Além de São Luís, a cidade dos sobradões azuis grudados uns aos outros, dos Lençóis Maranhenses, um deserto recheado de lagoas azuis, e de Alcântara, a cidade-histórica, o Maranhão reserva outros atrativos ao visitante

O Maranhão é múltiplo e é puro contraste. Possui o 2º maior litoral do Brasil - são 330.000 quilômetros quadrados (muito além do que muitos Estados do Nordeste), grandes áreas de cerrado e manguezais. Está localizado na Região Nordeste e tem parte do seu território inserido na Amazônia Legal. Tem desertos e cachoeiras, cerrados e chapadas, praias e parcel.

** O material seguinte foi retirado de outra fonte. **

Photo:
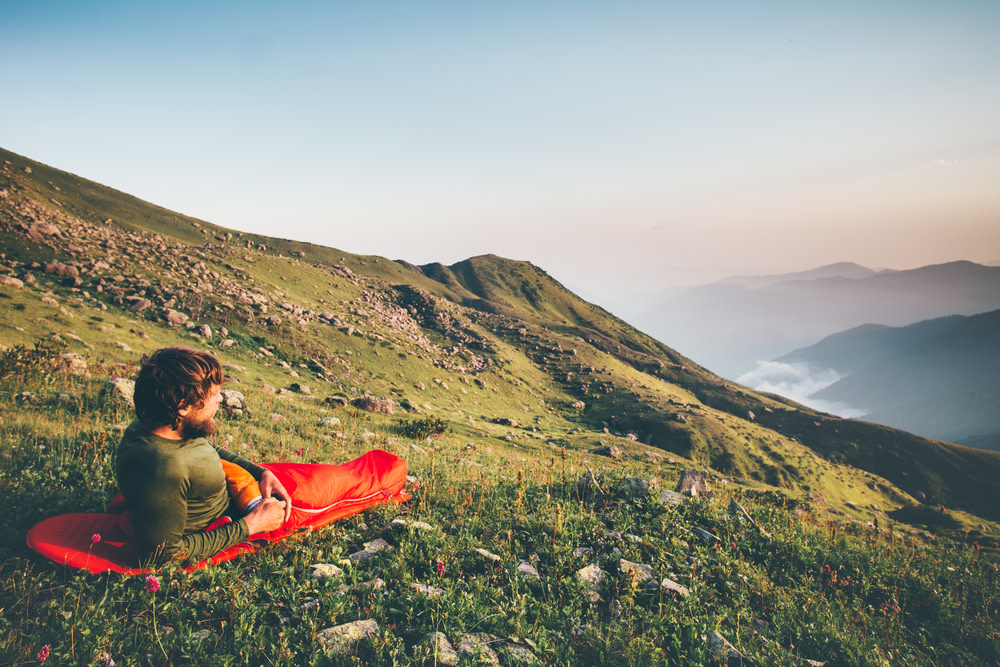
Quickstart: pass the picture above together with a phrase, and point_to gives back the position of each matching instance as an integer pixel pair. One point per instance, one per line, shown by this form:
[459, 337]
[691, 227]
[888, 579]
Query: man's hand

O Maranhão é único porque abriga cidades históricas singulares como São Luís e Alcântara, riquezas ecológicas ímpares como o Parque Nacional dos Lençóis Maranhenses ( 155 mil hectares de altas dunas e lagoas de água doce), o Delta do Rio Parnaíba (único delta das américas) e o Parque Estadual Marinho do Parcel de Manoel Luís, manifestações folclóricas que não existem em nenhum outro lugar, como o bumba-meu-boi e o tambor de crioula.

Carolina

Toda a beleza e riqueza dos cerrados maranhenses podem ser desfrutadas em uma pequena cidade ao sul do Estado, a 850 km de São Luís que recebeu o nome em homenagem à primeira imperatriz do Brasil: Carolina. Ali a natureza foi caprichosa: esculpiu formas nas montanhas de rochas e banhou o município com rios caudalosos que formam dezenas de fantásticas cachoeiras espalhadas pelo anonimato do sertão.

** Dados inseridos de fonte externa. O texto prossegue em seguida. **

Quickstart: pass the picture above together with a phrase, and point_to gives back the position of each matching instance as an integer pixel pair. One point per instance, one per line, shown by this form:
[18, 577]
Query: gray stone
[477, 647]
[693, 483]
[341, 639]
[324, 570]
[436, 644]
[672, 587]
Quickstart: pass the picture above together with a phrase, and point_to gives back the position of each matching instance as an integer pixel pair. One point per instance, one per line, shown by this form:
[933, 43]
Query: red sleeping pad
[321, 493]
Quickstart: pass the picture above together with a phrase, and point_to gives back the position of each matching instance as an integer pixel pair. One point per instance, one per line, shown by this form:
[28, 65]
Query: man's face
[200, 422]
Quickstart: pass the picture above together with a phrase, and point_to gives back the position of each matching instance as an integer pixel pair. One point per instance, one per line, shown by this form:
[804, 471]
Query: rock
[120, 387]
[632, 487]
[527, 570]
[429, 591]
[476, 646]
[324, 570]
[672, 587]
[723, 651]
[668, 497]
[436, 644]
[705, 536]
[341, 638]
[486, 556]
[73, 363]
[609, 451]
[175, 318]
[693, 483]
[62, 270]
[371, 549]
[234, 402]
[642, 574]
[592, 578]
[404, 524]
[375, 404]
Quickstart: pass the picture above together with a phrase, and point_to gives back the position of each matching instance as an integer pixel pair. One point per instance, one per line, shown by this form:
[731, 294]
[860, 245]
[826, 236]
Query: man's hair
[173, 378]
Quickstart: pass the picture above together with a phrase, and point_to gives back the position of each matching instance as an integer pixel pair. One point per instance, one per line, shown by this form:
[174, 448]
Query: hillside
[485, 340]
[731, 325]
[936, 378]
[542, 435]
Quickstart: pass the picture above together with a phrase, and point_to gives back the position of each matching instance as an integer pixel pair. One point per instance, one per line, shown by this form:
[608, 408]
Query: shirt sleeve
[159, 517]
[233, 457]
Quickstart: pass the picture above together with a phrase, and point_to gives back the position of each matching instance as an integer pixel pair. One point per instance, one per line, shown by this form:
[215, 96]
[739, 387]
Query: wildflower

A 35 km do centro da cidade, às margens da Belém-Brasília, o recanto de Pedra Caída abriga uma queda dágua com mais de 50 m cercada por imensos paredões rochosos, um verdadeiro santuário ecológico, difícil de ser retratado até em verso e prosa. A infra-estrutura é razoável. Mas, para os aventureiros, a pedida é conhecer as cachoeiras de São Romão e da Prata; o Morro das Figuras, as inscrições rupestres, entre outras belezas.

Pode-se ir a Carolina de ônibus com saída de São Luís ou de avião, através de frete. Chega-se também por Imperatriz, em vôo de companhia aérea regional e, depois, segue-se via rodoviária até Carolina. São só 200 km.

Delta do Parnaíba

Um frágil e rico ecossistema é o Delta do Rio Parnaíba, único em mar aberto de todas as Américas e um dos três do mundo. São mais de 80 ilhas e ilhotas espalhadas entre dunas, mangues e gamboas. Com 2.700 km2 de área, o Delta divide sua área entre os estados do Maranhão (65%) e Piauí (35%). O Delta é formado por cinco braços: o de Luís Correa, o das Canárias, do Caju, localizada a noroeste do Delta, no município de Araióses, é uma das três maiores e é considerada um verdadeiro santuário ecológico, refúgio de animais em extinção e centenas de aves migratórias, com uma vegetação exuberante, repleta de cajueiros e de florestas de manguezais. Além de tudo isso, a ilha possui 25 km de praias virgens, igarapés, dunas e lagoas de águas doces e cristalinas.

O acesso é marítimo, pelos municípios de Parnaíba, com aproximadamente 3h30 de viagem, e a cidade de Tutóia, a três horas de percurso.